Between 4-year-old Ava and the twins, Carter and Charlotte, who are 16-months, we cannot have nice things. We haven’t had nice things in 7 years since our oldest was born. I mean, we have nice things, but they are hidden away deep in the recesses of our attic since our kids will destroy them. But really, at the moment, our house is minimalist. We’ve literally removed half our belongings from our home in order to keep our sanity and our belongings intact, and to keep our kids safe. Oh what am I saying; we can’t have anything in our house – nice or not.

Toilet paper

Now, I’m not going to lie to you. My kids love to eat toilet paper. Not so much eat it as chew on it and make sure it’s nice and disgustingly wet and awful before dropping it on the floor and walking away from it. It’s gross, and it’s a choking hazard. So, if you come to my house and you need to use the restroom, I’d look around for the toilet paper first before things get awkward.

End tables

We used to have these amazing little end tables we picked up. They were oh-so-chic and decorative with windy, twisty legs. Very narrow and chic. And then the babies started using them as toys they push over on top of one another. Bye, bye tables.

Coffee tables

I long for the days when I had my big, decorative coffee table in front of my couches. I had a silver tray on which I displayed this gorgeous crystal vase I used to fill with whatever flowers were prettiest that week at the florist. I had a few beautiful books (that I actually do read because I’m a book whore) and everything was situated so elegantly on there. But since I love my kids and don’t want them to eat broken crystal, all that had to go.

Décor of any kind

Candles, no. Flowers, no. We can’t even have a basket on the fireplace with diapers and wipes so that we don’t have to run up and down the stairs every time someone needs a new diaper since the kids use this as a weapon of mass destruction.

Table cloths

No, no and no. These are not even permitted in my house on a holiday dinner occasion when it’s necessary over my beautiful table that I do not want messed up in any way. We have settled for a runner – that’s too short for the 8-foot table. But I’ll take it, because the kids can’t reach it and pull everything down.

Remote controls

They’re hard, they’re dangerous and they make wonderful launching weapons my kids can throw at me when they want my attention. Also, when they push buttons, we are screwed right out of television for a day since I do not have even a tiny clue how to make those things work.

Cups

They can be launched.

Knives

Even in drawers, my kids can still reach in and grab them. Then they could stab me, or themselves. Our knives are in a shoe box in a cabinet above our microwave range thing above the cooktop. Needless to say, that’s too high to reach, so we try to avoid foods that require knives.

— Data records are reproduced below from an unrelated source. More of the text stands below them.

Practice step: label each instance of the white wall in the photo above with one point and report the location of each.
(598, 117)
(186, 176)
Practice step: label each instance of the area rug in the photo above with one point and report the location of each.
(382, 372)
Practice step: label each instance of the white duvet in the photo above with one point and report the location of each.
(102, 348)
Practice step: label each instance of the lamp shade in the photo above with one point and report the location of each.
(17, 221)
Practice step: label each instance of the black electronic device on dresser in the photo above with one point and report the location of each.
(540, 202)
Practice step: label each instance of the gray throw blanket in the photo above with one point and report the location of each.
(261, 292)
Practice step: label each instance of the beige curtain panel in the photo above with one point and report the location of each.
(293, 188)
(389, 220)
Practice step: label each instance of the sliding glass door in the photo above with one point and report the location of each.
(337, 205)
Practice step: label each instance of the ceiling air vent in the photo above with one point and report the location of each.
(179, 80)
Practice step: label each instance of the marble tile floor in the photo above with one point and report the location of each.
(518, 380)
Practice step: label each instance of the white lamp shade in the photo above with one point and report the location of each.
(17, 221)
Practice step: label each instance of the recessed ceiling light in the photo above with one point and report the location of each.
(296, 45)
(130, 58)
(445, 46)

Anything that touches the floor and doesn’t weigh as much as a couch

Anything – and everything. If it doesn’t weigh a literal ton, my kids can pick it up, push it over and use the broken pieces as weapons. They brandish them without hesitation and it’s kind of scary.

Decorative door handles

When we bought this house, it had long, lovely door handles that were just a dream. We cannot have those anymore. The kids can use them, hang from them and really do a number on our house and their overall health.

See, we cannot have anything nice with kids in the house.